Is there a realistic limit for number of polygons
pssguy opened this issue · 8 comments
I am trying to set some hexagonal maps for areas of Canada to visualize there recent census results
I have no problem with the code with a small number of areas i.e in the GTA version below. Although there are warnings with assign_polygons() it does work almost instantaneously
However, the computer hangs at this stage when I am doing the same process with a significantly 20X set of inputs TOR
Just wondering whether there is a practical limit
NB I have just done calculate_cell_size on one option for this issue
library(cancensus)
library(sf)
library(tidyverse)
library(broom)
library(hexmapr)
options(cancensus.api_key = "CensusMapper_5c16da37f89e276603dd820db030d03a")
clean <- function(shape){
shape@data$id = rownames(shape@data)
shape.points = tidy(shape, region="id")
shape.df = inner_join(shape.points, shape@data, by="id")
}
# Greater Toronto ares census sub-divisions
GTA <- get_census(dataset='CA16', regions=list(CMA="35535"), level='CSD', geo_format = "sf") #24 obs
GTA_sp <- as(GTA, "Spatial")
GTA_shp_details <- get_shape_details(GTA_sp)
GTA_cells <- calculate_cell_size(GTA_sp, GTA_shp_details,0.03, 'hexagonal', 1)
GTAhex <- assign_polygons(GTA_sp,GTA_cells)
#There were 25 warnings (use warnings() to see them)
warnings()
#25: In spDists(originalPoints, new_points, longlat = FALSE) :
#spDists: argument longlat conflicts with CRS(x); using the value FALSE
GTAhex<- clean(GTAhex) #168 obs
ggplot(GTAhex, aes(long,
lat,
fill=Population,
group=group)) +
geom_polygon(col="white") +
geom_text(aes(V1, V2, label = substr(name,1,4)), size=5,color = "white") +
scale_fill_viridis(option="plasma") +
coord_equal() + theme_void()
# Toronto census tracts
TOR <- get_census(dataset='CA16', regions=list(CMA="3520"), vectors=c("v_CA16_2447"), level='CT', geo_format = "sf") #572
TOR_sp <- as(TOR, "Spatial")
TOR_shp_details <- get_shape_details(TOR_sp)
TOR_cells <- calculate_cell_size(TOR_sp, TOR_shp_details,0.03, 'hexagonal', 1)
## hangs here
TORhex <- assign_polygons(TOR_sp,TOR_cells)
TORhex<- clean(TORhex)
Hi @pssguy as a quick response while i look into it - I think it is working (while hanging) just taking a while. I have run it for 100's of geospatial units and it has worked previously. This implementation of the algorithm is N^4
so will slow down as the number of inputs gets larger.

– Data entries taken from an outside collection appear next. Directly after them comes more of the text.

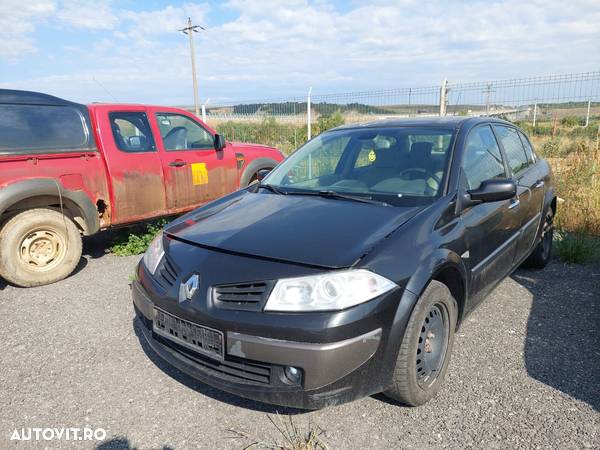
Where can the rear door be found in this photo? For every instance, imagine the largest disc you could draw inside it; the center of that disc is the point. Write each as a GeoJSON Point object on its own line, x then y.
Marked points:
{"type": "Point", "coordinates": [530, 186]}
{"type": "Point", "coordinates": [134, 166]}
{"type": "Point", "coordinates": [492, 229]}
{"type": "Point", "coordinates": [195, 172]}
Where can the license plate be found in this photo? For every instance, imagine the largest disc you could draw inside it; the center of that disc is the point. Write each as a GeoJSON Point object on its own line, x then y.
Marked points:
{"type": "Point", "coordinates": [195, 337]}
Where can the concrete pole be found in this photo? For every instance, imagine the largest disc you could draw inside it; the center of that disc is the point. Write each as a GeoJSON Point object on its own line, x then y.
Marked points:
{"type": "Point", "coordinates": [308, 118]}
{"type": "Point", "coordinates": [193, 54]}
{"type": "Point", "coordinates": [587, 116]}
{"type": "Point", "coordinates": [443, 100]}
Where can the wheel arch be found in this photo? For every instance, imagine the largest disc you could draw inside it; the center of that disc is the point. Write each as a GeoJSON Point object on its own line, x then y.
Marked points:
{"type": "Point", "coordinates": [47, 192]}
{"type": "Point", "coordinates": [448, 268]}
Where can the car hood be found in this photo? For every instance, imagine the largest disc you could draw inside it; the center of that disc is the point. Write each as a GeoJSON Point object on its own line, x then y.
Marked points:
{"type": "Point", "coordinates": [306, 230]}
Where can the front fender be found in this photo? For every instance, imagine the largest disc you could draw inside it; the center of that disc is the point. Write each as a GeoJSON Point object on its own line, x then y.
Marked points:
{"type": "Point", "coordinates": [37, 187]}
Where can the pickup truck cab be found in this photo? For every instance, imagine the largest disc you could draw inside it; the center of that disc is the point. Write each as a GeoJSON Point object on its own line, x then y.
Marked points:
{"type": "Point", "coordinates": [68, 170]}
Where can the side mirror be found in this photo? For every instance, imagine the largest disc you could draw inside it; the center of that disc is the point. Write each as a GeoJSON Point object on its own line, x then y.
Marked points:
{"type": "Point", "coordinates": [492, 190]}
{"type": "Point", "coordinates": [219, 142]}
{"type": "Point", "coordinates": [262, 173]}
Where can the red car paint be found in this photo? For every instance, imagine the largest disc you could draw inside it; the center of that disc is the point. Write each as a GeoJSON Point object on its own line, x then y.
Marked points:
{"type": "Point", "coordinates": [129, 187]}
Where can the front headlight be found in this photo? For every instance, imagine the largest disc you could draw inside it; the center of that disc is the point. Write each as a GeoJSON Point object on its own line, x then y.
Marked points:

@sassalley That explains it!
Bit unfortunate as this method works well with a large number of divisions.
Have you seen the parlitools package That has a hex-map function which I do not recall being so slow to apply data to
@pssguy interesting thanks for making me aware of this - do you know which function in particular? It would be good to learn from.

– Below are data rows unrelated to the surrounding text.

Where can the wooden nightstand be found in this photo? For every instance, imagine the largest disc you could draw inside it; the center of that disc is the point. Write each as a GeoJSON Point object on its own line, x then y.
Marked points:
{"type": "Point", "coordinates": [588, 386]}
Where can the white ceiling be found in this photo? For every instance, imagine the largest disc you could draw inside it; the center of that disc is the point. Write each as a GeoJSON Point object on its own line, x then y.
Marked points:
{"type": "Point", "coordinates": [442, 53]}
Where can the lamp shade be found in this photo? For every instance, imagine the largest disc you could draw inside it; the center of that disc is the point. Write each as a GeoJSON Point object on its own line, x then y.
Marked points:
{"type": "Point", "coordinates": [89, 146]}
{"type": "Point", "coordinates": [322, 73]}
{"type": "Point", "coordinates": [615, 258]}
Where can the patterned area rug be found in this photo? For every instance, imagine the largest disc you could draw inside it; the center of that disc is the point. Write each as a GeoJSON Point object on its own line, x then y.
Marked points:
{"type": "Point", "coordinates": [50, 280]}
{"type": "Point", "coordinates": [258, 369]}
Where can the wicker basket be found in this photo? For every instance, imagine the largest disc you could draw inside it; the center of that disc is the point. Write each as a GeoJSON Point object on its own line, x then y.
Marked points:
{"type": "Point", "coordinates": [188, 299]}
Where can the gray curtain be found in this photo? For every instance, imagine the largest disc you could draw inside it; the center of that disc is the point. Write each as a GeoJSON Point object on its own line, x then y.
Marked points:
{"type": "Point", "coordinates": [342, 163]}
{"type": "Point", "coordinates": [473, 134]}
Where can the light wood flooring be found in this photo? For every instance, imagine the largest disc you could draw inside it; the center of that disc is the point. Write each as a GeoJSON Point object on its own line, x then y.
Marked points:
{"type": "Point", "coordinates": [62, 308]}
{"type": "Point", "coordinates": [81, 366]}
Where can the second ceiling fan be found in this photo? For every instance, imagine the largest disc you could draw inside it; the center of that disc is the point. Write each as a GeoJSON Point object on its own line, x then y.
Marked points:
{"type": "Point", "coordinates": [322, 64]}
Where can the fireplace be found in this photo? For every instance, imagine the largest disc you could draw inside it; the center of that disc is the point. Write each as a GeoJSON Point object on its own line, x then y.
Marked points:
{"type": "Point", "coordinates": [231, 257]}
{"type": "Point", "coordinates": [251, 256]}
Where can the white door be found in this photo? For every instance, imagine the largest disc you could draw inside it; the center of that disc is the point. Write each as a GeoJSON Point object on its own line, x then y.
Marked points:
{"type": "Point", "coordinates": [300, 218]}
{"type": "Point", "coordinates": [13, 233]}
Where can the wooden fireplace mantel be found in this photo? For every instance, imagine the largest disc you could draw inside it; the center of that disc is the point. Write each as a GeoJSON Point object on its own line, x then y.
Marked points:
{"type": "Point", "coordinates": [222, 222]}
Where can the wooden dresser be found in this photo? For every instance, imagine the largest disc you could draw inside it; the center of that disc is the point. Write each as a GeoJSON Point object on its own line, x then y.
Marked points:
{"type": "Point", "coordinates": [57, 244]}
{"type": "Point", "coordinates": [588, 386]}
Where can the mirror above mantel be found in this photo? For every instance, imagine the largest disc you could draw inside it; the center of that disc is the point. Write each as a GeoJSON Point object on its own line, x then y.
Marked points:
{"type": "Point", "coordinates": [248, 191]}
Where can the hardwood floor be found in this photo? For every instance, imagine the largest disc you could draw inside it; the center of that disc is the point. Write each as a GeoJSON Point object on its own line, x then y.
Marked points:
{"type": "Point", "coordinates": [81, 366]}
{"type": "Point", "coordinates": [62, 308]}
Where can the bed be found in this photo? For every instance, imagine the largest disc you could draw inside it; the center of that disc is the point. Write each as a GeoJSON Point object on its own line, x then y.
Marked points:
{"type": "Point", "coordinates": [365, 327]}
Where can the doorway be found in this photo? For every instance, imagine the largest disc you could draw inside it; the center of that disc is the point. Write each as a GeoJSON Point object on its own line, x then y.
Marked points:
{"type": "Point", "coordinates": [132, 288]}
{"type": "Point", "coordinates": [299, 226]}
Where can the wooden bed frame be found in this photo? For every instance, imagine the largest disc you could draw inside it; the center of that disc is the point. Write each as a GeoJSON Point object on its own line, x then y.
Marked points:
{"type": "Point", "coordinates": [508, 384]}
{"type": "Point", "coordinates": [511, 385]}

In this case, I don't think that the grid generation is slow, it's just the assignment algorithm that takes a while - in parlitools
are the locations already assigned?
@sassalley It's been a while since I used it . I did do a blog post on it
The locations are already assigned. There is a fixed hex map of the parliamentary constituencies (500ish) that you just join a data.frame to
I may be misunderstanding this but what I am looking to do is use the calculate_cell_size() function to create a fixed set of city, province or country hex-maps with ids for their constituent sub-divisions that I can then just link to an appropriate data frame with say life-expectancy, birth origin etc.
That doesn't seem something that should take long. I guess I'm not really understanding the purpose of assign_polygons
@pssguy nice post!
I ran the TORhex <- assign_polygons(TOR_sp,TOR_cells)
overnight and it seemed to work. Here's the grid with the assignments applied: https://nofile.io/f/qsFujqc1ZTy/TORhex.RData
I think you have it correct. As you suggested, calculate_cell_size()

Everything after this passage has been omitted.